Con la sentenza n. 11476 del 14.3.2019 la Sesta Sezione Penale della Corte di Cassazione, pronunciandosi in tema di favoreggiamento personale, ha esteso la causa di non punibilità di cui agli artt. 307 e 384 comma 1, cod. pen. anche al caso di favoreggiamento commesso in favore del fratello della propria convivente di fatto.

Il caso

È stato posto in essere ricorso per cassazione avverso la sentenza della Corte d’Appello di Venezia che confermava la pronuncia del giudice di prime cure avente ad oggetto la condanna di un uomo per il reato di favoreggiamento.

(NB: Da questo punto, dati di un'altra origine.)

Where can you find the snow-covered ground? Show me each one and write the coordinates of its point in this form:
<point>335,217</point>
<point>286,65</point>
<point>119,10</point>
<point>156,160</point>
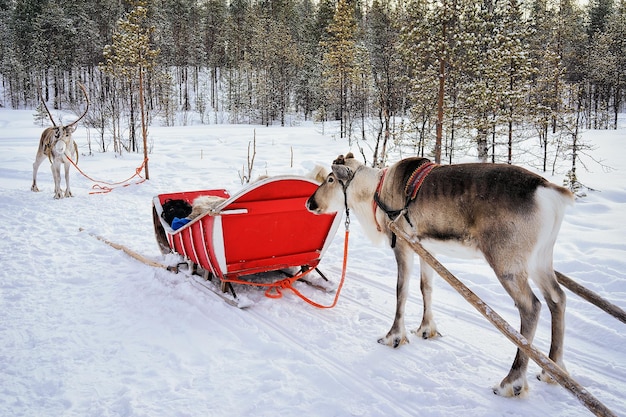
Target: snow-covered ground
<point>85,330</point>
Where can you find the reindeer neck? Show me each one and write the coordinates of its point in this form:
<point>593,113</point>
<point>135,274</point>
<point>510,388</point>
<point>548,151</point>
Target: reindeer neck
<point>360,200</point>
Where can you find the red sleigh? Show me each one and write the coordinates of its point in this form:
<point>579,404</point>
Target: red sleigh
<point>264,227</point>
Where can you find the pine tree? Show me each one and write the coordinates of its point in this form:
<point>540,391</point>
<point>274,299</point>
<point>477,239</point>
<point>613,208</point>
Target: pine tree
<point>339,62</point>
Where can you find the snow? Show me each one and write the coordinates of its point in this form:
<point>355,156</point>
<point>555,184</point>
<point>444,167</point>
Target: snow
<point>86,330</point>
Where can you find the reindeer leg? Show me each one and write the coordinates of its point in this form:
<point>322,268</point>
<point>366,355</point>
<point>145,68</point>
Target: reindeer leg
<point>38,160</point>
<point>404,259</point>
<point>66,165</point>
<point>56,173</point>
<point>556,300</point>
<point>428,328</point>
<point>516,284</point>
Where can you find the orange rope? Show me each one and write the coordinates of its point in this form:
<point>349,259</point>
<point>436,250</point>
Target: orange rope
<point>274,289</point>
<point>109,186</point>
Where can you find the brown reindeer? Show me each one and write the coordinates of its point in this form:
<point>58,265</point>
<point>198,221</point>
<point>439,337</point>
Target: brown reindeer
<point>57,145</point>
<point>503,213</point>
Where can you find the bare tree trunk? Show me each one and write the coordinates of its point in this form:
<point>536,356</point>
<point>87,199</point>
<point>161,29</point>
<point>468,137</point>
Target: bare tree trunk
<point>144,131</point>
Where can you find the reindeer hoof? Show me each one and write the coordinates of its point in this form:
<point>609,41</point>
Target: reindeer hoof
<point>427,332</point>
<point>545,377</point>
<point>517,388</point>
<point>393,341</point>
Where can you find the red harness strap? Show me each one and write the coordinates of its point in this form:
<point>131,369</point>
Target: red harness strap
<point>416,179</point>
<point>411,189</point>
<point>374,204</point>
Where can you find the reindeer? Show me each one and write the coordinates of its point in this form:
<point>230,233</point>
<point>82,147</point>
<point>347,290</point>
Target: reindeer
<point>502,213</point>
<point>57,145</point>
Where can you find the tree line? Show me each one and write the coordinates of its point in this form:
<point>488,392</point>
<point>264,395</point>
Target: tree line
<point>438,76</point>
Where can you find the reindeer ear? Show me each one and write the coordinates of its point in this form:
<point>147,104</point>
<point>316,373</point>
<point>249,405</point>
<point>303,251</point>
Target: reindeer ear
<point>342,172</point>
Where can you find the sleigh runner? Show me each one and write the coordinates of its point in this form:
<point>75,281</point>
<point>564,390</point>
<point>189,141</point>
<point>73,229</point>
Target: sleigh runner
<point>262,228</point>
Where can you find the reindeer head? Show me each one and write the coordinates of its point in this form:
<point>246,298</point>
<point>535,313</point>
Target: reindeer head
<point>330,196</point>
<point>57,139</point>
<point>66,131</point>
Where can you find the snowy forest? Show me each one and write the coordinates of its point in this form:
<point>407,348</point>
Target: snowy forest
<point>444,77</point>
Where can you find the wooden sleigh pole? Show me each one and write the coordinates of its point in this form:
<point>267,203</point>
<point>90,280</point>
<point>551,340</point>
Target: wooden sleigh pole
<point>132,253</point>
<point>560,376</point>
<point>590,296</point>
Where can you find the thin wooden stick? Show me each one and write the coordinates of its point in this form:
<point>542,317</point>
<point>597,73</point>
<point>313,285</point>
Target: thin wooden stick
<point>591,296</point>
<point>588,400</point>
<point>132,253</point>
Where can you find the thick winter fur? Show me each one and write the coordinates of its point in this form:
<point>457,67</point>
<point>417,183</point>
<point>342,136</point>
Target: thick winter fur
<point>56,145</point>
<point>503,213</point>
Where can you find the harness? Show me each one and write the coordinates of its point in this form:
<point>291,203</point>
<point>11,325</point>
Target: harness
<point>411,188</point>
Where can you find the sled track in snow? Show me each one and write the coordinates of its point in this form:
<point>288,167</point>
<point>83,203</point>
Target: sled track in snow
<point>334,366</point>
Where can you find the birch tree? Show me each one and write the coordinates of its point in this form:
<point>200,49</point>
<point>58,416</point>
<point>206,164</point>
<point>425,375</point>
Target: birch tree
<point>130,57</point>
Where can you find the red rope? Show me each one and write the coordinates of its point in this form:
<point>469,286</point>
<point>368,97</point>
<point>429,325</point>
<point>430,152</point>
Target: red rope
<point>110,186</point>
<point>274,290</point>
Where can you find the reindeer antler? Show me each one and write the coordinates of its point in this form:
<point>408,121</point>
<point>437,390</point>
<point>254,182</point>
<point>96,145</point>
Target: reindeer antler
<point>82,87</point>
<point>46,107</point>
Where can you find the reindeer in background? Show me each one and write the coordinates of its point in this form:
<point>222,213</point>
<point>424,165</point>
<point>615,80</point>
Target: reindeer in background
<point>57,145</point>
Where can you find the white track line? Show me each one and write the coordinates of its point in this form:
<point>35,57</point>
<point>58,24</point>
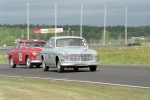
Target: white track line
<point>141,87</point>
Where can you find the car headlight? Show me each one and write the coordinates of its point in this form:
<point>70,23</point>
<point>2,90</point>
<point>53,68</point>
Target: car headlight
<point>65,54</point>
<point>95,54</point>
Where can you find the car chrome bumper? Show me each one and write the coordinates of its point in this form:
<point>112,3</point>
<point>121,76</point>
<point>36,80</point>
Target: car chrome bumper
<point>79,63</point>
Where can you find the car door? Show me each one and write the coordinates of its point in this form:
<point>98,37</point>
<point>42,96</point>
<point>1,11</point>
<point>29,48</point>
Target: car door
<point>21,53</point>
<point>49,53</point>
<point>15,53</point>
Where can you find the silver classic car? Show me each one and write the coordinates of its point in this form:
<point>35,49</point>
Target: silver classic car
<point>68,52</point>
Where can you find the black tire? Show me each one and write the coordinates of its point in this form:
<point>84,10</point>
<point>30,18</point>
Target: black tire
<point>45,68</point>
<point>28,63</point>
<point>59,67</point>
<point>76,69</point>
<point>11,62</point>
<point>93,68</point>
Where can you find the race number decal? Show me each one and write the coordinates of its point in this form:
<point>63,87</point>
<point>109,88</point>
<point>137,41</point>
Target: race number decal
<point>20,56</point>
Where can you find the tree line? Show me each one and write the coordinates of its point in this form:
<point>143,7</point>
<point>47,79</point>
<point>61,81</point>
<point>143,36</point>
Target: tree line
<point>8,32</point>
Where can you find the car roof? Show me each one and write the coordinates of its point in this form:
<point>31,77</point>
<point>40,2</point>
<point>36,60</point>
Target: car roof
<point>61,37</point>
<point>32,40</point>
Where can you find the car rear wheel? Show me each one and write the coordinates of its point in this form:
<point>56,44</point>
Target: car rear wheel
<point>93,68</point>
<point>11,62</point>
<point>28,63</point>
<point>59,67</point>
<point>45,68</point>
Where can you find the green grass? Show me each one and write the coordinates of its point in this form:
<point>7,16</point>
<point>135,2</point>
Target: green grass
<point>136,56</point>
<point>3,59</point>
<point>41,89</point>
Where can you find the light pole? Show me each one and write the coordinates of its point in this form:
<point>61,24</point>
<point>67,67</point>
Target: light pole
<point>72,33</point>
<point>68,31</point>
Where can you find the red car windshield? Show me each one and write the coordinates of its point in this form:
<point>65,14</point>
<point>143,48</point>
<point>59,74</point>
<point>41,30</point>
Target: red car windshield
<point>35,44</point>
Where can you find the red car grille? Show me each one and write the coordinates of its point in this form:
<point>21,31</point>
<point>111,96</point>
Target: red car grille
<point>77,57</point>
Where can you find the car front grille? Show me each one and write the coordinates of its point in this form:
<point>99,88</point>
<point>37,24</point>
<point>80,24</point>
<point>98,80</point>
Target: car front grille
<point>77,57</point>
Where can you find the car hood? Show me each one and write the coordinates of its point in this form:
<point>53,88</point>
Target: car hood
<point>76,50</point>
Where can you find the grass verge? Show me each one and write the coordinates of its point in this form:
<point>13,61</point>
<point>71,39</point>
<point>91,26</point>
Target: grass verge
<point>40,89</point>
<point>136,56</point>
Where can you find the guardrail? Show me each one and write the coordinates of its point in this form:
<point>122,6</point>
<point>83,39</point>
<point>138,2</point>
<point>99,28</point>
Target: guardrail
<point>8,48</point>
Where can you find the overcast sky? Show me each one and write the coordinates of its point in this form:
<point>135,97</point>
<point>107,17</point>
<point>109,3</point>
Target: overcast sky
<point>69,12</point>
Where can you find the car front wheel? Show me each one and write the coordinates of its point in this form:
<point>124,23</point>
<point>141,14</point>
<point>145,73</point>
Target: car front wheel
<point>28,63</point>
<point>59,67</point>
<point>11,62</point>
<point>45,68</point>
<point>93,68</point>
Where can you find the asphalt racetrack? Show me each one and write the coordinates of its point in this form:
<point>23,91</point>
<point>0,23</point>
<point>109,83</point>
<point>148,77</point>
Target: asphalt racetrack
<point>130,76</point>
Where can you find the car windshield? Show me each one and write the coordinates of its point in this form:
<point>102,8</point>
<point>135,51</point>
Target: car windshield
<point>70,42</point>
<point>35,44</point>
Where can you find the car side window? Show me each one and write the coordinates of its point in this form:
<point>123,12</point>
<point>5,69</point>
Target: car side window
<point>51,42</point>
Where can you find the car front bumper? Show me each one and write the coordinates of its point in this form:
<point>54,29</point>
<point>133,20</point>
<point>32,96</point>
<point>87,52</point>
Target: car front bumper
<point>85,64</point>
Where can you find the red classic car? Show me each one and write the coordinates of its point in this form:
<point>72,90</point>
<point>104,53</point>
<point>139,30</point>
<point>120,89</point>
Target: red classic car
<point>26,52</point>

L’uomo de quo avrebbe aiutato il fratello della propria convivente a sottrarsi alle ricerche dei carabinieri, ospitandolo all’interno della propria abitazione nonché fornendo informazioni rivelatesi false agli organi di polizia in ordine alla presenza dello stesso nella propria casa.

Nel ricorso per cassazione il difensore dell’imputato domandava la censura della sentenza impugnata per violazione di legge atteso che la Corte di appello di Venezia, facendo riferimento alla sola nozione di famiglia legittima e senza tenere conto della L. 76 del 2016, non avrebbe configurato la esimente di cui all’articolo 384, comma 1, c.p.

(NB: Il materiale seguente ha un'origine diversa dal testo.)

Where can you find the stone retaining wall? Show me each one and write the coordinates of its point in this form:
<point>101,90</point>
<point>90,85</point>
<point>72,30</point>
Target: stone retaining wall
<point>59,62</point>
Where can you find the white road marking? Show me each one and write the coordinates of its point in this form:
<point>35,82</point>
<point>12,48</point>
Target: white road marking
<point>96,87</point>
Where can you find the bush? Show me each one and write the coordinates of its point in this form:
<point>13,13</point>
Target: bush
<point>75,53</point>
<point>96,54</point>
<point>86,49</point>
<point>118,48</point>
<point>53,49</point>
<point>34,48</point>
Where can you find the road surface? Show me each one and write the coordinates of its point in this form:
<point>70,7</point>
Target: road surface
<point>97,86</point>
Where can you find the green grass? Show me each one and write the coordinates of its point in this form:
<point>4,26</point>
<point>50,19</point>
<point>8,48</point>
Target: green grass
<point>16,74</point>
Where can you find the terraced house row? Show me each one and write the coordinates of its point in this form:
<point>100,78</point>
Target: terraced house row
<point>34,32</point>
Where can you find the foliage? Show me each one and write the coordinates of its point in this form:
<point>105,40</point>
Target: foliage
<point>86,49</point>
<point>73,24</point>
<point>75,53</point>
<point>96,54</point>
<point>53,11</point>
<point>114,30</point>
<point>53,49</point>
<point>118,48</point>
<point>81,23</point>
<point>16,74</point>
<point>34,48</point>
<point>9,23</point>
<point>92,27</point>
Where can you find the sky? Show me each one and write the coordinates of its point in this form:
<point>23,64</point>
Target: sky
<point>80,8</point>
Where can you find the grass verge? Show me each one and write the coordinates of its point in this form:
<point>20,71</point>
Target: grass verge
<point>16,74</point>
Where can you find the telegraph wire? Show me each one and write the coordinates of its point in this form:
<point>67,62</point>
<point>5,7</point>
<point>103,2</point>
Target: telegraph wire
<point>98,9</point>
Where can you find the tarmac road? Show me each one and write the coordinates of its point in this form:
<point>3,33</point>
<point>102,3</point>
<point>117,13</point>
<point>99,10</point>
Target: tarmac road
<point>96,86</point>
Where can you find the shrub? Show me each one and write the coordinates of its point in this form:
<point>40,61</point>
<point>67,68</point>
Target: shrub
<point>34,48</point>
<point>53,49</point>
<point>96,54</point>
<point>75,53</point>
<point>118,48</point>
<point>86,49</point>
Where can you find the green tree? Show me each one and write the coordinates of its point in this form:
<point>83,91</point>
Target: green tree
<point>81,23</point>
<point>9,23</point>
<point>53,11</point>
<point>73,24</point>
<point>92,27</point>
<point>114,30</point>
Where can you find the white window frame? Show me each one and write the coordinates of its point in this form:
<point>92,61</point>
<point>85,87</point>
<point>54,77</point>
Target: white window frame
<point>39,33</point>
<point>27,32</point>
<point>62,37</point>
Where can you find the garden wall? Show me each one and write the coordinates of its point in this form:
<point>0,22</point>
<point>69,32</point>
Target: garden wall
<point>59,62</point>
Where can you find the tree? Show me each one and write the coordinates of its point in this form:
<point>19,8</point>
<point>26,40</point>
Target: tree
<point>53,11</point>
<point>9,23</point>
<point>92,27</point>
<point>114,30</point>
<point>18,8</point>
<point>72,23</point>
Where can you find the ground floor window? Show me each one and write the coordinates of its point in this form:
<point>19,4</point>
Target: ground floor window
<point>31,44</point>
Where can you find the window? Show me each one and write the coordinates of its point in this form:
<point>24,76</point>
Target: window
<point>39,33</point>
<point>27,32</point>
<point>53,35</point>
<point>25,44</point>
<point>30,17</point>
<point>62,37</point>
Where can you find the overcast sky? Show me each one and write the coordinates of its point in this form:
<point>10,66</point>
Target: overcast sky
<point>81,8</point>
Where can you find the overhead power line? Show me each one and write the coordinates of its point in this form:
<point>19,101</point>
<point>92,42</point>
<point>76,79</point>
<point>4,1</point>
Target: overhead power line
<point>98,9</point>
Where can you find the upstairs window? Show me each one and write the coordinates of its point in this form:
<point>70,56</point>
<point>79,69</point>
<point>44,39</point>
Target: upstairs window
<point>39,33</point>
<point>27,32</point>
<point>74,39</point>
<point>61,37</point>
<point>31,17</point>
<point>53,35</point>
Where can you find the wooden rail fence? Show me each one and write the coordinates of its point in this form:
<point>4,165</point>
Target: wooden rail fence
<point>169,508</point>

Secondo i giudici di merito, l’imputato non era qualificabile quale “prossimo congiunto” ai sensi dell’art. 307 del codice penale.

I giudici della Suprema Corte partendo dall’analisi della L. 76/2016 – che estende la scusante ex art. 384 c.p. alle parti delle unioni civili – hanno evidenziato lo stato di profonda disparità di trattamento che investe i conviventi “more uxorio”.

Difatti, la L. 76/2016 – nota anche come Legge Cirinnà – estende la nozione di “prossimi congiunti” soltanto alle parti delle unioni civili non già anche ai conviventi di fatto; creando non poche difficoltà oggettive.

Ciò nonostante, i giudici, facendo leva su una interpretazione valoriale conforme a Costituzione nonché tenendo in considerazione la nozione estensiva di matrimonio accolta dalla CEDU, hanno annullato senza rinvio la sentenza impugnata perché il fatto non costituisce reato ritenendo così applicabile l’istituto di cui all’art. 384, comma 1, cod. pen. anche ai rapporti di convivenza “more uxorio”, pur dopo la legge c.d. Cirinnà.